Mina Anne was troubled. She had loved Paul ever since the accident that had brought him to Cutler Hospital. But—one thought turned her days into torment. How could she love a man and still despise his outlook on life? How could she marry a man who so violently disapproved of the job she was doing?
GRADE: C-
BEST QUOTES:
“Put two girls
and a can opener in the kitchen, and you have a feast.”
“For a
physician, you are really very uninformed in a certain field of diagnosis.”
REVIEW:
Mina Anne
Richards is, in addition to one of the more awkwardly named VNRN heroines I’ve
met, a public health nurse. She’s concerned about a population of migrant
workers who are living without basic plumbing or running water, and now they’re
about to be evicted from their squatting grounds, apparently because “the camp
was a veritable breeding ground for communicable diseases.” You could say the
same about hospitals and elementary schools, but whatever.
Mina Anne’s
boyfriend, attorney C. Paul Parker, is pressing her to give up her job and marry
him, but she’s not completely convinced. Paul is particularly earnest in his
proposal because the president of a large company will give Paul’s firm his
business but only if Paul marries Mr. Chalder’s daughter—a very peculiar arrangement
in a number of ways—and Paul will be off the hook if he’s already married, he
explains to Mina Anne. When she objects, he responds, “Once we’re married, I’ll
be able to show you where your perspective is out of focus.” Curiously, Mina
Anne neither flings a skillet at his head nor shoves him out the door, but
continues to consider, no matter how tepidly, his proposal.
The book gives
us a lot of back-and-forth between Mina Anne and Paul, and even some mildly
interesting if dated debates about welfare—one poor family with only one pair
of shoes between the two children refuses to accept welfare, and Mina Anne
debates whether this is admirable or “false pride.” A casual dinner or two with
Dr. Louis Marquand, her boss, and then, at the book’s halfway point, it begins
to snow. When Mina Anne and her roommate Joan, trapped indoors for several days
by the blizzard, begin to snap at each other, wise medico Mina Anne chalks it
up to dehydration: “The department warned us of the possibility.”
But then, even
worse, the weather warms, and now it’s raining. And raining. The river is
rising, and Mina Anne sets out in her galoshes and mackintosh to rescue, well,
pretty much everyone: a man with an infected cut on his arm, a farmer and his
family, a cattle rancher and his family, the entire migrant camp, a woman
having a baby, a family trapped in a grove of trees, Paul’s parents. Just when
you think we’re going to have a minute for a sandwich and a nap, someone is
tapping on Mina Anne’s shoulder again and she’s off in the chopper with Dr.

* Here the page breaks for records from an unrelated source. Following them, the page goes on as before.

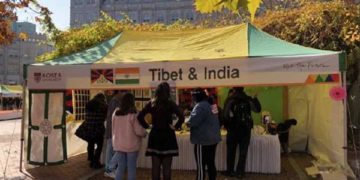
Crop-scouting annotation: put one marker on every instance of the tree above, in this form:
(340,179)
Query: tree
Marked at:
(209,6)
(333,25)
(8,16)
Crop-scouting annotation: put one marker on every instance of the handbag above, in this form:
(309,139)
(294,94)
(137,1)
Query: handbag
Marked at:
(81,132)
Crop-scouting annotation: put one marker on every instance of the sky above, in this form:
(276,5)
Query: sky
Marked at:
(60,16)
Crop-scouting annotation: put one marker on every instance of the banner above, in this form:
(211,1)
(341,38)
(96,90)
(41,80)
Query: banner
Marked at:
(184,74)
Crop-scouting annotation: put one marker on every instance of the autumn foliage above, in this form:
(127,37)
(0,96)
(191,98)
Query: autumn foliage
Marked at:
(8,16)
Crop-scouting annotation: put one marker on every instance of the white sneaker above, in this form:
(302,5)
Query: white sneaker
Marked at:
(109,174)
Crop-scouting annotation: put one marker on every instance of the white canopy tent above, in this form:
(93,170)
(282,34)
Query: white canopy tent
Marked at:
(223,57)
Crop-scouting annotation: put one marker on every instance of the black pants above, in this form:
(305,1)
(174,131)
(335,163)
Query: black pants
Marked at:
(233,139)
(94,154)
(205,156)
(165,163)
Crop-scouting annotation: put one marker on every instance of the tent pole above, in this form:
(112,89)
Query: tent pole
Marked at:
(343,74)
(22,125)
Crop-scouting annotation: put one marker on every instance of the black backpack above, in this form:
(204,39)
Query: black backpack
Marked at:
(241,109)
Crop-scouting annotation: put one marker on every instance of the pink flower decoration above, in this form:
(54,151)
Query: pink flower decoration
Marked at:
(337,93)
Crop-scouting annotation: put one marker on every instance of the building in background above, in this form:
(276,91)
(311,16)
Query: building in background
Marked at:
(150,11)
(12,57)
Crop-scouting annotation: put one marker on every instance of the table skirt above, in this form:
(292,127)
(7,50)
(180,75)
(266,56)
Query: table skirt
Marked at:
(263,154)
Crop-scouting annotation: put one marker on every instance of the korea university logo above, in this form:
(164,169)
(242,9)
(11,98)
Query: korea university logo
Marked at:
(37,77)
(47,77)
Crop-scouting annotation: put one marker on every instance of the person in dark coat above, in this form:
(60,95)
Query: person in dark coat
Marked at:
(238,123)
(95,114)
(204,134)
(162,144)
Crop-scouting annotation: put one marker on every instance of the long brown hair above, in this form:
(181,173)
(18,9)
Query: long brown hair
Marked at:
(127,105)
(162,95)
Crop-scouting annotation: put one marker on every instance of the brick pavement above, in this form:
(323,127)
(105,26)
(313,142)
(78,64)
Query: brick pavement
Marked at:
(10,150)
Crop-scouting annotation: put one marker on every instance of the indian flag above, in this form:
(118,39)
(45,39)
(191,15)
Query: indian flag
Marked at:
(127,76)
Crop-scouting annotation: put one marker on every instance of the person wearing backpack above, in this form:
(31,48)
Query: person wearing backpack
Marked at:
(238,123)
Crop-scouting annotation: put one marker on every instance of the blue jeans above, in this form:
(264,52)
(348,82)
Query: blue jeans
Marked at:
(109,164)
(126,159)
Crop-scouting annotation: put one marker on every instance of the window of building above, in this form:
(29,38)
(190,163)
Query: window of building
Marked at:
(80,98)
(146,17)
(160,19)
(174,16)
(78,2)
(12,70)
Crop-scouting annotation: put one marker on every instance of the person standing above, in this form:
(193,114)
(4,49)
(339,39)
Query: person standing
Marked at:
(204,134)
(126,137)
(113,104)
(162,144)
(238,123)
(92,130)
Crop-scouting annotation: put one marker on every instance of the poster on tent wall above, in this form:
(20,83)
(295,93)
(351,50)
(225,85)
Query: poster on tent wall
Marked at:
(185,74)
(46,129)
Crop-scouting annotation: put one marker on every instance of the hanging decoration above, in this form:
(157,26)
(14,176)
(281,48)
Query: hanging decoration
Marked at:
(337,93)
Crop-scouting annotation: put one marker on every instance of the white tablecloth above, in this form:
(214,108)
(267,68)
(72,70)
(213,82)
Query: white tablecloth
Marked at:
(263,154)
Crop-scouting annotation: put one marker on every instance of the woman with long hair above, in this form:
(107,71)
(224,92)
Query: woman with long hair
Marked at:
(162,145)
(204,134)
(126,137)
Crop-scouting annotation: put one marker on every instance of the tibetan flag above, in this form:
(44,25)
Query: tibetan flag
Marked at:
(127,76)
(101,76)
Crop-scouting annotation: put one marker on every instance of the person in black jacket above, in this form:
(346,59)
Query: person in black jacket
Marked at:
(238,123)
(162,145)
(93,128)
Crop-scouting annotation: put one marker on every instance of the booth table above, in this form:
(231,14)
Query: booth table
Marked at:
(263,154)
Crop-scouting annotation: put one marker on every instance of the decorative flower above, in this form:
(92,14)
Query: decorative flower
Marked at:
(70,117)
(45,127)
(337,93)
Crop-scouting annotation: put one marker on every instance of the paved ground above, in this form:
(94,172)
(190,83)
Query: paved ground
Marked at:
(292,166)
(10,149)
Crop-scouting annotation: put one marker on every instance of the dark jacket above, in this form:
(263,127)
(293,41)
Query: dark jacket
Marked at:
(229,122)
(204,125)
(93,127)
(114,103)
(162,117)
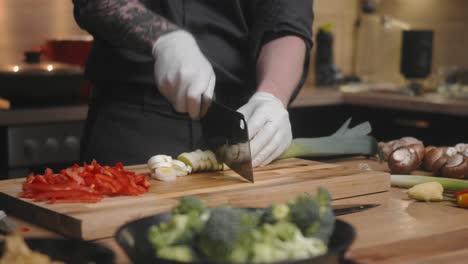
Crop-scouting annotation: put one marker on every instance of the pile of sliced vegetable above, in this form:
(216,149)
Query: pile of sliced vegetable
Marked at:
(87,184)
(165,168)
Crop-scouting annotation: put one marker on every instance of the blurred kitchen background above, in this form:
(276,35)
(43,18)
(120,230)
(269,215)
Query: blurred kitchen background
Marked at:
(360,71)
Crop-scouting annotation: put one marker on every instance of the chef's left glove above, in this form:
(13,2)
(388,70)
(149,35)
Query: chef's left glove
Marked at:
(269,127)
(182,72)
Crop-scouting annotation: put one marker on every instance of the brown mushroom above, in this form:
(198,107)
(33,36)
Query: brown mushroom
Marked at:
(388,147)
(403,160)
(456,167)
(432,156)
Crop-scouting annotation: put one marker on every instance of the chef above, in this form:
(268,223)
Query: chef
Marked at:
(152,61)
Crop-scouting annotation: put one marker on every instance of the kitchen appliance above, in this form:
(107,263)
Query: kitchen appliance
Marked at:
(226,133)
(133,238)
(43,123)
(32,138)
(416,58)
(34,82)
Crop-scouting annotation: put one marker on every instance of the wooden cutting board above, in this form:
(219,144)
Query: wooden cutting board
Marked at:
(277,182)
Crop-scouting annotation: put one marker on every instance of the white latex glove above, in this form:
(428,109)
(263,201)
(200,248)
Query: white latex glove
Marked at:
(269,127)
(182,72)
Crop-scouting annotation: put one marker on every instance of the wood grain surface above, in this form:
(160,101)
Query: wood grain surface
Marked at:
(277,182)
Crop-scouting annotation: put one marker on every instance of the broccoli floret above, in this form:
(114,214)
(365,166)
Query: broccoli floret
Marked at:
(177,253)
(179,230)
(283,241)
(275,213)
(227,235)
(305,213)
(189,205)
(314,215)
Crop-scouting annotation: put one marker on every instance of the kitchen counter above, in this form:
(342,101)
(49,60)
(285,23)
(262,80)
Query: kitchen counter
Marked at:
(429,103)
(397,231)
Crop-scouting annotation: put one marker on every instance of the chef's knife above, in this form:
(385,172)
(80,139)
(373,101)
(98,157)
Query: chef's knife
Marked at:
(225,131)
(352,208)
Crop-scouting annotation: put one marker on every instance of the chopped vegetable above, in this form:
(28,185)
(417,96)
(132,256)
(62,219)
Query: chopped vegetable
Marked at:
(408,181)
(87,184)
(189,205)
(201,160)
(428,191)
(164,174)
(462,200)
(460,192)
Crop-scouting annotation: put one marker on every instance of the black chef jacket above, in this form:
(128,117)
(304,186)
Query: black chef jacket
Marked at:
(229,33)
(129,121)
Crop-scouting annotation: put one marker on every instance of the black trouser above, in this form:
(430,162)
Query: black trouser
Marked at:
(131,124)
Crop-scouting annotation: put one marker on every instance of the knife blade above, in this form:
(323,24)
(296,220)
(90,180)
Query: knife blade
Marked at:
(352,208)
(226,133)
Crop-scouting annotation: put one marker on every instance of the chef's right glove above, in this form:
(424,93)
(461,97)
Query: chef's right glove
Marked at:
(182,72)
(269,127)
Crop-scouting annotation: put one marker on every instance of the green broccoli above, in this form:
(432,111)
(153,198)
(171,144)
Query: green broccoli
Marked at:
(177,253)
(189,205)
(314,215)
(275,213)
(305,213)
(180,229)
(227,235)
(283,241)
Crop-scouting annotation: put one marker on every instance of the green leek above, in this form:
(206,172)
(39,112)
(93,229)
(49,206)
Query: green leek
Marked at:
(408,181)
(345,141)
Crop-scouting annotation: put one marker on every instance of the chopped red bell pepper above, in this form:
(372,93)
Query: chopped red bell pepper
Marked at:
(88,184)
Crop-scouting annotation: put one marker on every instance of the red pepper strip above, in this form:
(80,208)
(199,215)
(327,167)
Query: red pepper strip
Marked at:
(76,200)
(39,178)
(30,178)
(65,194)
(73,174)
(27,194)
(116,186)
(129,183)
(462,200)
(460,192)
(43,187)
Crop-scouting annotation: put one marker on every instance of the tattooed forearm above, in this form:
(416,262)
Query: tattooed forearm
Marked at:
(125,23)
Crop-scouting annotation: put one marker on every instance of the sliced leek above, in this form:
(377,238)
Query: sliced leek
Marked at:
(344,141)
(164,174)
(200,160)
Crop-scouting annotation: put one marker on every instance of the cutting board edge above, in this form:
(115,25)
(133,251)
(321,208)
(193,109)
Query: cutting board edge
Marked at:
(61,223)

Louie. Sixty-plus long pages later, it’s finally over, and suddenly Paul has
fallen madly for roommate Joan, whose “love would be an ever-burning searchlight
on the roiled waters.” Even worse, a marginal character takes Mina Anne in his
arms out of nowhere, and she agrees to allow him “to take care of her, not let
her take care of him,” if you think you can take it.

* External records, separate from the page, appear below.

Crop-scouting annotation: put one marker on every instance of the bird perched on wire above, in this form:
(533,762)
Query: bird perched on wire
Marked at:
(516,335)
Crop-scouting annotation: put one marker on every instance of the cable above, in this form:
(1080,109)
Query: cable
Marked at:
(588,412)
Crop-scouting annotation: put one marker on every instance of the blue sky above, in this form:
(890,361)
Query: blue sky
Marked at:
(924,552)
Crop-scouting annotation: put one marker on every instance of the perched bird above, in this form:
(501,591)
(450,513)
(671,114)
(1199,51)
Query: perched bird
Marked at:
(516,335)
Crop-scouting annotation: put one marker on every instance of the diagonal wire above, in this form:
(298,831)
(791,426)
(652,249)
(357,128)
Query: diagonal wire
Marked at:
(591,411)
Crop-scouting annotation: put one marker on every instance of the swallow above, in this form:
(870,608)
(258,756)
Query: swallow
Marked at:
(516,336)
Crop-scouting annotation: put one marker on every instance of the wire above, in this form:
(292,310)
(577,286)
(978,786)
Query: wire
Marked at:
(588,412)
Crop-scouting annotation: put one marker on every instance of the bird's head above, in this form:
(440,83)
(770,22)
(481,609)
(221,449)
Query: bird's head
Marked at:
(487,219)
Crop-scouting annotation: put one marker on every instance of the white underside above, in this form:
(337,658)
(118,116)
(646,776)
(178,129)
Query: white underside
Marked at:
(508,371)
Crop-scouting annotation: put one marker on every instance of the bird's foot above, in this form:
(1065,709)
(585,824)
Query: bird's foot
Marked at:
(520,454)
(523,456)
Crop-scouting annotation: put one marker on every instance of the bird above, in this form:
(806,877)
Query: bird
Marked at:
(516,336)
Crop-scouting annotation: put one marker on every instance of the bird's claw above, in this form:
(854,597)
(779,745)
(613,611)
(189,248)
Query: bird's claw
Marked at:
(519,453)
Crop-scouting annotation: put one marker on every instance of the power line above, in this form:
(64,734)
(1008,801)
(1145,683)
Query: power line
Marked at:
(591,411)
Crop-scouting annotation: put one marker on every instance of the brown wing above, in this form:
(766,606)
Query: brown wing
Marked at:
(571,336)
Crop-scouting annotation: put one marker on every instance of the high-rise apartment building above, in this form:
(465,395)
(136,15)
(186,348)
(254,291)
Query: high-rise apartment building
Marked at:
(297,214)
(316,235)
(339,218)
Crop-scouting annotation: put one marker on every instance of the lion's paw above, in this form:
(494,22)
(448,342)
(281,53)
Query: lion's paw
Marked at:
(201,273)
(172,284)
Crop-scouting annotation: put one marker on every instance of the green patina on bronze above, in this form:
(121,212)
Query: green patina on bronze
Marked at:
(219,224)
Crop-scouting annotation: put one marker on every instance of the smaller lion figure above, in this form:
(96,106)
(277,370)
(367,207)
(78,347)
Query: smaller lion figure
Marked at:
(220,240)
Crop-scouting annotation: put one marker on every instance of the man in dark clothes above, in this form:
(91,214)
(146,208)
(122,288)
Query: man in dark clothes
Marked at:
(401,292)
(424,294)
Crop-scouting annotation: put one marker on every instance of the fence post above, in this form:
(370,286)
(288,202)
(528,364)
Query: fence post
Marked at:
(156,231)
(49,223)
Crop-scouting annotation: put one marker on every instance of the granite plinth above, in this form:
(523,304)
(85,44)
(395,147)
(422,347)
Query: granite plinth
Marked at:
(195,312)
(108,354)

Peggy O’More Blocklinger, whose work we have seen before under the pen name Jeanne Bowman, is not my favorite author, which should not surprise the regulars. In Disaster Nurse,
she manages to do a little better than usual, which is still, clearly, not all
that great. Her condescending psychobabble is slightly less prevalent, but
we’re regularly treated to bon mots such as, “Premonitions are usually based on
logical deductions distorted by emotions,” “Paul’s poverty was restricted
vision,” and “This time I am thinking of our state inventory tax, of merchants
buying heavily for the Christmas trade and being stuck with merchandise and
having to pay taxes on what the weather kept them from selling.”
O’More’s main
theme about poor migrant workers could hold some interest, but instead of
making her points by showing them through her story, she hectors us with long
pedantic lectures. When Joan ponders why the migrant families don’t take more
pride in their admittedly temporary homes, instead letting them get so run
down, Mina Anne climbs up on her soapbox: “I think it is an inner rebellion at
their status. They can’t pinpoint the cause; it’s too ephemeral, ever-changing.

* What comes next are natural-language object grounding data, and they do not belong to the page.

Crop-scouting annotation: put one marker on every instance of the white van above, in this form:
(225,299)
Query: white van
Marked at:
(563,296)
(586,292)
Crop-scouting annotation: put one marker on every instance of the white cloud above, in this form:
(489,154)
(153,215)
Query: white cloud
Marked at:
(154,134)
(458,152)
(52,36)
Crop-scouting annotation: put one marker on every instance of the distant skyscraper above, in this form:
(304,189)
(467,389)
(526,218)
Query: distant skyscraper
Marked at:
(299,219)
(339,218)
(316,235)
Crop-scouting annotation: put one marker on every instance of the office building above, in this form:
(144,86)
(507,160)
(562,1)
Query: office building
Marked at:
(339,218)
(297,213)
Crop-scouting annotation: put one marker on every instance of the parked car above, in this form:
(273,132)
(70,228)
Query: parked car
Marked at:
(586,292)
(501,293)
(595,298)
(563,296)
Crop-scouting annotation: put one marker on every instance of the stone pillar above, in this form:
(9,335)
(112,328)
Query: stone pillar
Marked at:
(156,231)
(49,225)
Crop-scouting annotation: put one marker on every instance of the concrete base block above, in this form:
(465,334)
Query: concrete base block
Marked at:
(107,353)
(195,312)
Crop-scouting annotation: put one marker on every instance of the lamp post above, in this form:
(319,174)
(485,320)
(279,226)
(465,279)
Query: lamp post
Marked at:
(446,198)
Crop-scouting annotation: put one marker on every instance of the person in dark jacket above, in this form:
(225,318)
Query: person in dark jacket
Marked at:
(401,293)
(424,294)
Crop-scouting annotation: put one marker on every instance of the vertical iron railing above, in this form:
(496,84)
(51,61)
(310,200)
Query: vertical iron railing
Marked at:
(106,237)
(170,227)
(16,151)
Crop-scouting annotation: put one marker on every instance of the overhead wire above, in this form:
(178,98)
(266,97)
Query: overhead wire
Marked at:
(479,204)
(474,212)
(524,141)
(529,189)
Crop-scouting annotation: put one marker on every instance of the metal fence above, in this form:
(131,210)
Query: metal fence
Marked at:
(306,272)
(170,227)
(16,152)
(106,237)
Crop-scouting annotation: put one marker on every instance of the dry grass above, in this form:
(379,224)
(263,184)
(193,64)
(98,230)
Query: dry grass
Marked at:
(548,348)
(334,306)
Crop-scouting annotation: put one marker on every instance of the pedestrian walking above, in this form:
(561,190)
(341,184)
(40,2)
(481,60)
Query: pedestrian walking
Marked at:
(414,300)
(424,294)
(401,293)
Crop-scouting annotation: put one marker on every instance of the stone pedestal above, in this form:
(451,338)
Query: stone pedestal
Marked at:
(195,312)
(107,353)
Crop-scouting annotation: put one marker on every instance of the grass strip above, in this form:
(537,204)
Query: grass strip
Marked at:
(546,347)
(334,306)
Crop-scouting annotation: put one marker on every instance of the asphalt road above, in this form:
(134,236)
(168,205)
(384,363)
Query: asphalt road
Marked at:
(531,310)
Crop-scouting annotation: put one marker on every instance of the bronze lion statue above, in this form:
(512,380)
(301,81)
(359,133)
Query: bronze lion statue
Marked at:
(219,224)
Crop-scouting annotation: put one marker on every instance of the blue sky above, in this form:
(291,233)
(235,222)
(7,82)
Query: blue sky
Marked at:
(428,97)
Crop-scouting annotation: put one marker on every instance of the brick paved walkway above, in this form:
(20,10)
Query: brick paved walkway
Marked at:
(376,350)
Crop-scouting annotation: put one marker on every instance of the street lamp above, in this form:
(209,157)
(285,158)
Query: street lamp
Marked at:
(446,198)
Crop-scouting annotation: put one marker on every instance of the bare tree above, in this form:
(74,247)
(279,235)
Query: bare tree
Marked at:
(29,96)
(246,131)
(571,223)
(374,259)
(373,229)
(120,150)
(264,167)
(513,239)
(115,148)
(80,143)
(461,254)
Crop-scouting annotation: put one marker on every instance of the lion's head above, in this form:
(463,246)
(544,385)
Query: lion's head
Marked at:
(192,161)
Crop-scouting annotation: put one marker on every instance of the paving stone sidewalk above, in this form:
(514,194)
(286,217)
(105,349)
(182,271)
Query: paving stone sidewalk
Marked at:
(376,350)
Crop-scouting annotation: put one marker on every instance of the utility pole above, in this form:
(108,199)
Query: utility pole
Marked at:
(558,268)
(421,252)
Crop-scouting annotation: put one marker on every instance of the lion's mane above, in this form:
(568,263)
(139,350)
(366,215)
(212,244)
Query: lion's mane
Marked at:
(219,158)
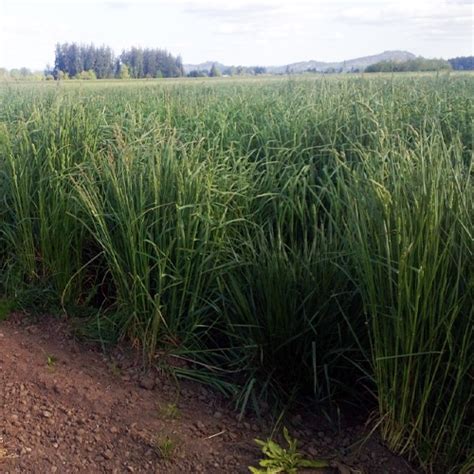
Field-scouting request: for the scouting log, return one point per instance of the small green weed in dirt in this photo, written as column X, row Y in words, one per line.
column 169, row 410
column 285, row 460
column 165, row 446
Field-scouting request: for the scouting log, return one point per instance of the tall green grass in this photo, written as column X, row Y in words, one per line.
column 306, row 239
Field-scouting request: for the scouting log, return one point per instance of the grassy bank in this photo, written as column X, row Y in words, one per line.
column 303, row 238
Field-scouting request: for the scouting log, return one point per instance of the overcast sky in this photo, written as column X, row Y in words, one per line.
column 264, row 32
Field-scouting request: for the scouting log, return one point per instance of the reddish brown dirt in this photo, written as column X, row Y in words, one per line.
column 68, row 408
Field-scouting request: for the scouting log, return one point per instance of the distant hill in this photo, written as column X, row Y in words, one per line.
column 320, row 66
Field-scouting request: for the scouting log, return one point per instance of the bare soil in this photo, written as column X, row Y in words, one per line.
column 66, row 407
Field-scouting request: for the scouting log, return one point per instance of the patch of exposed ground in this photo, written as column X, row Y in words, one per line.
column 68, row 408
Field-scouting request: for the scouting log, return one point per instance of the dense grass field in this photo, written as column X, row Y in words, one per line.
column 292, row 239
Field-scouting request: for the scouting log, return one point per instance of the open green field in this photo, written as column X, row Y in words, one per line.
column 306, row 239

So they rebel against their fellow man.” Then Joan jumps on the bandwagon:
“They believe not: ‘The world owes me a living’ but rather, ‘The world owes me
the right to earn a living.’ And when they can’t earn it, they don’t blame an
impersonal escalating automation coinciding with population explosion; they
blame those who have managed to maintain at least the appearance of economic stability.”
Thanks, Professors, for elucidating these contemporary sociopychological tensions.
I feel so much better now.
I’ve never met
a Peggy O’More book I could recommend—unless it was so catastrophically bad
that it could be worth a peek, like slowing down when you drive past a car
accident (I’m looking at you, Conflict
for Nurse Elsa). This book is neither good nor bad enough to bother
with, however, so you’re best leaving this disaster to fend for itself.